Closed AquaHorseM closed 1 month ago
Hi. The 'state' is the global state containing all information in the game, that makes it a valid MDP. The observation of each agent should follow your environment design. Hope it helps.
Thank you for your reply! Sorry for another bothering here: how can I most conveniently modify the algorithms (HASAC for example) into offline training? Is there any suggestion?
These algorithms are not inherently designed for offline settings, so they do not curate large offline datasets or have conservative training constraints. I think you may need to design new algorithms and construct offline datasets to achieve offline training.
Okay thanks! Actually I am only looking for a way to apply the algorithm to existing datasets and I found where it should be done in the codebase. I would try it myself. Thank you anyway. Moreover, I found such a definition here: It seems like the returning 'state' of the 'step' function should be the shared observations? Sounds weird but it makes sense according to the code. I would try the implementations to see if they work, and hope there would be a more precise guide on how to adapt the algorithms to an own environment (or I would like to contribute to one if I succeed). Again, thanks for your work!

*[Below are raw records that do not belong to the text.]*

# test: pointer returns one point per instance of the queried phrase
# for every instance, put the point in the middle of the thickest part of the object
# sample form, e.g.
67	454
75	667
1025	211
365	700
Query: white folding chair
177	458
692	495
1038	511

Yeah I understand, share_obs
may sound confusing but it is the state of the environment. It's just a naming convention I followed from MAPPO codebase. Also, your contributions are welcome.
I'm trying to fit my own env into the gym to use the algorithms, however the step() function needs to return a 'state'. Is this the global state that contain all the information in the game, or the shared observation that is visible to all agents? If it is the former, should I put the shared observation into each agent's own returning observation?